Learning Differentiable Hierarchies in 3D Gaussian Splatting¶

Conference: CVPR 2026
Paper: CVF Open Access
Code: TBD
Area: 3D Vision
Keywords: 3D Gaussian Splatting, Level-of-Detail, Differentiable Hierarchy, Model Pruning, Continuous Hierarchy Learning

TL;DR¶

The authors append a learnable "level scalar" to each Gaussian and utilize a differentiable decreasing step function (DDSF) to simultaneously optimize full-model rendering and hierarchy ordering in a single-stage training. This allows 3DGS to perform LoD rendering and pruning for any number of Gaussians without multi-stage training, with a training overhead of only ~10% compared to standard 3DGS.

Background & Motivation¶

Background: 3D Gaussian Splatting (3DGS) has gained popularity for its real-time rendering and high-quality novel view synthesis. However, scenes often contain millions of unordered Gaussians, leading to significant memory overhead. Low-power devices require compact models, and VR/AR need dynamic resolution foveated rendering, both of which require injecting "Level-of-Detail (LoD)" information into originally unstructured representations.

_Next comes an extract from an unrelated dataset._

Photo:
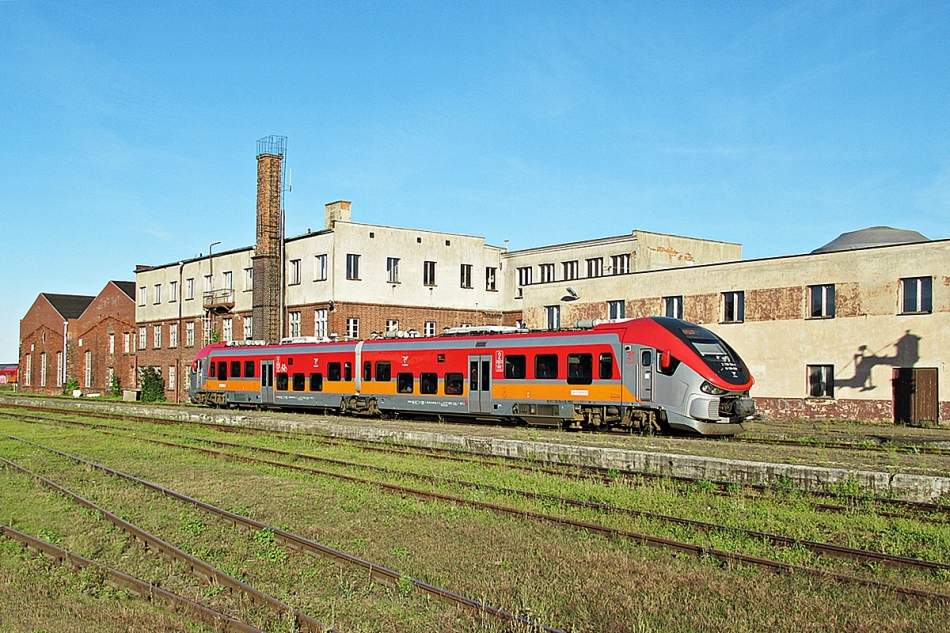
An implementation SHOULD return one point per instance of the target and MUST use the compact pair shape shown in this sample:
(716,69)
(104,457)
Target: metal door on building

Limitations of Prior Work: Existing LoD methods either introduce additional data structures, spatial hierarchies, or implicit MLPs (e.g., FLoD, Octree-GS, Scaffold-GS), breaking standard 3DGS representations; or they manually pre-define hierarchy partitions and train each LoD separately (bottom-up LapisGS, top-down CLOD), resulting in poor scalability, decreased rendering quality, and significantly increased training times.

Key Challenge: Gaussians are unordered, necessitating an "importance order" for hierarchies. However, sorting requires knowing the contribution of each Gaussian to the scene, which itself depends on rendering. Hand-designed importance metrics or multi-stage training cannot simultaneously satisfy the coupled goals of "optimizing full-model rendering" and "learning hierarchies by contribution." Continuous LoD methods like CLOD fix the hierarchy as the insertion order, which cannot be adjusted later; furthermore, training subsets in the second stage causes the full model to "forget," leading to performance drops at 100% rendering.

Goal: To learn a continuous, data-driven Gaussian hierarchy without modifying the 3DGS representation or adding multi-stage training, allowing high-quality rendering by selecting a subset where H-exp is below a certain threshold.

Key Insight: Instead of discrete manual layering, a continuous, bounded, and differentiable hierarchy value is assigned to each Gaussian, turning "layering" into an attribute that can be directly optimized by rendering loss gradients.

Core Idea: A Differentiable Decreasing Step Function (DDSF) is used to modulate Gaussian opacity during training. Gaussians in the "activation zone" receive amplified gradients proportional to their rendering contribution, naturally pushing high-contribution Gaussians toward lower hierarchy values and learning a sorted continuous hierarchy in a single stage.

Method¶

Overall Architecture¶

The method appends a lightweight 2D hierarchy feature H-feat to each Gaussian in standard 3DGS, which is mapped via a softmax-weighted expectation to a bounded continuous scalar H-exp \(\in [H_{min}, H_{max}]\) (smaller H-exp indicates higher contribution/hierarchy). During training, two parallel rendering paths are executed: one for standard full Gaussian rendering, and another using DDSF to multiply each Gaussian's opacity \(\alpha_i\) by a modulation coefficient \(m_i = \sigma(H^{exp}_i; \mu)\) for "subset rendering." DDSF partitions Gaussians into three zones by an activation center \(\mu\): saturation (\(m\approx1\), normal contribution), activation (\(0<m<1\), modulated), and truncation (\(m\approx0\), excluded). The narrow, steep activation zone ensures that rendering errors generate amplified gradients, separating Gaussians by contribution. To ensure all H-feats are sufficiently trained, PDF-guided sampling selects the activation center based on the current H-exp probability density, ensuring the activation zone covers high-density intervals and spreads H-exp uniformly across the range. Post-training, Gaussians are sorted by H-exp, and subsets below a threshold can be used for LoD rendering or pruning.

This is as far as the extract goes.